You can offer to help find another suitable tenant and to be as cooperative as possible in showing your apartment to prospective tenants, notes Rosenfeld, who has been a landlord herself for three decades.
You could also offer to pay the brokerage fees if your landlord decides to hire a rental agent to help fill the unit, notes Sam Schneiderman, principal broker of the Greater Boston Home Team.
You can also offer to change over to a tenancy at will set-up, where you lose the protections of the lease but pay rent on a month by month basis, Rosenfeld says.
Or, if your lease allows it, you could try subletting, though that means you have the headache of being a landlord at the same time you are in the middle of buying a home.
Whatever you do, read your lease before you take any action. And while you don’t have to anticipate the worst, it also makes sense to take notes on any conversations you might have with your landlord for future reference, Schneiderman says.

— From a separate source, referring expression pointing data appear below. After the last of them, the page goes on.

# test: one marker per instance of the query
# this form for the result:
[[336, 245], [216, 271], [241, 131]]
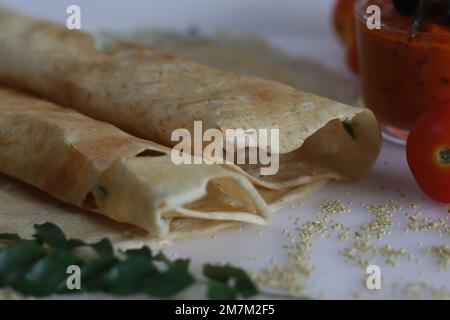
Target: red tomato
[[428, 152]]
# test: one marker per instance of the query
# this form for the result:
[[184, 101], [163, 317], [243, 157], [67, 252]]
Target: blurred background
[[301, 27]]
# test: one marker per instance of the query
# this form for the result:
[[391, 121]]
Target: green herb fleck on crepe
[[38, 268]]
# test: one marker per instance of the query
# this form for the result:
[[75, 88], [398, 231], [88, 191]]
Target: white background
[[302, 27]]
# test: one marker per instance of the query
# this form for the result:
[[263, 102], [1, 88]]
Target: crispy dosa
[[96, 166]]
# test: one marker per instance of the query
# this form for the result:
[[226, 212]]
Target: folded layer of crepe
[[96, 166], [150, 94]]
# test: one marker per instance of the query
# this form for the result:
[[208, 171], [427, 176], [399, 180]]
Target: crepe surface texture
[[150, 94], [96, 166]]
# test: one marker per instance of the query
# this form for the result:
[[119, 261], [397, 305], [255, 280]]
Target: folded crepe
[[150, 94], [96, 166]]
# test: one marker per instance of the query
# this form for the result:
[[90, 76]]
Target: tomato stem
[[444, 155]]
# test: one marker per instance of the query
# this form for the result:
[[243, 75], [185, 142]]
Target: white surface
[[302, 27]]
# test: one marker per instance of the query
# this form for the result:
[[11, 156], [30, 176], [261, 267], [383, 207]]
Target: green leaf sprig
[[38, 268]]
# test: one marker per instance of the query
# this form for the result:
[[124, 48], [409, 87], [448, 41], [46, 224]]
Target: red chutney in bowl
[[402, 75]]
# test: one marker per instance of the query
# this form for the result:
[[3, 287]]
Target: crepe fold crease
[[150, 94], [96, 166]]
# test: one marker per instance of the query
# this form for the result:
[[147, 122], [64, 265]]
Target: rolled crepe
[[150, 94], [96, 166]]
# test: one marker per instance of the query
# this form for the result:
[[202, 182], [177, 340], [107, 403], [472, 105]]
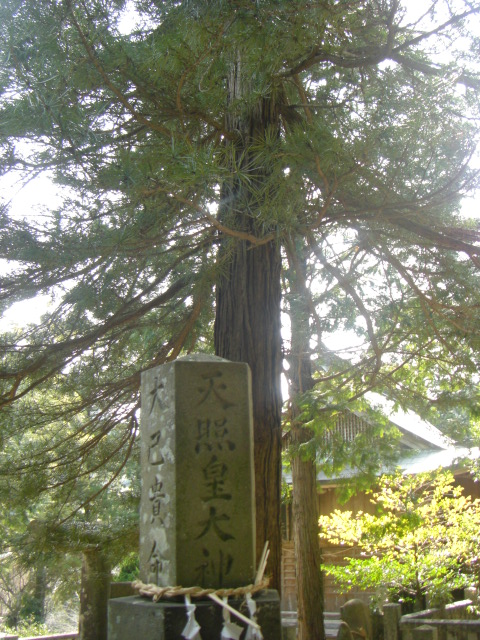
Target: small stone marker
[[197, 507]]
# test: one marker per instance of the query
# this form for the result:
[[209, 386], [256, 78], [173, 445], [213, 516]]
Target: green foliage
[[129, 569], [26, 627], [421, 540], [343, 132]]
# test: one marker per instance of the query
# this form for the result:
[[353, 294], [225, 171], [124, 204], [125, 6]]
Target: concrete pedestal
[[138, 618]]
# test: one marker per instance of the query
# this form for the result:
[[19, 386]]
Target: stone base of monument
[[137, 618]]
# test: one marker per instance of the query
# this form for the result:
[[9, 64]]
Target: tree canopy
[[193, 148], [421, 541]]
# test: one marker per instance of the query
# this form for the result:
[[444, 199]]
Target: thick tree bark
[[94, 594], [248, 295], [247, 329], [40, 592], [308, 558]]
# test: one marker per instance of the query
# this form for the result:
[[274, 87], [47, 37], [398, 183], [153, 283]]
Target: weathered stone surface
[[135, 617], [344, 632], [197, 508], [357, 615]]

And if worst comes to worst, seek out the help of an attorney versed in landlord-tenant law, which, in Massachusetts at least, is rather quirky.
A Not-so-sad Goodbye
But all that said, the hot rental market may be one of your biggest allies right now. In fact, your landlord may not be all that sad to see you go after all.
Right now, it’s a landlord’s market with low vacancy and rising rents. That means there is no shortage of prospective tenants out there, Rosenfeld says.
So with a little lead time, your landlord may very well be able to fill your apartment and at a a higher rent too.
“You still have a very high demand and most landlords will know they can probably get a higher rent,’’ Rosenfeld says.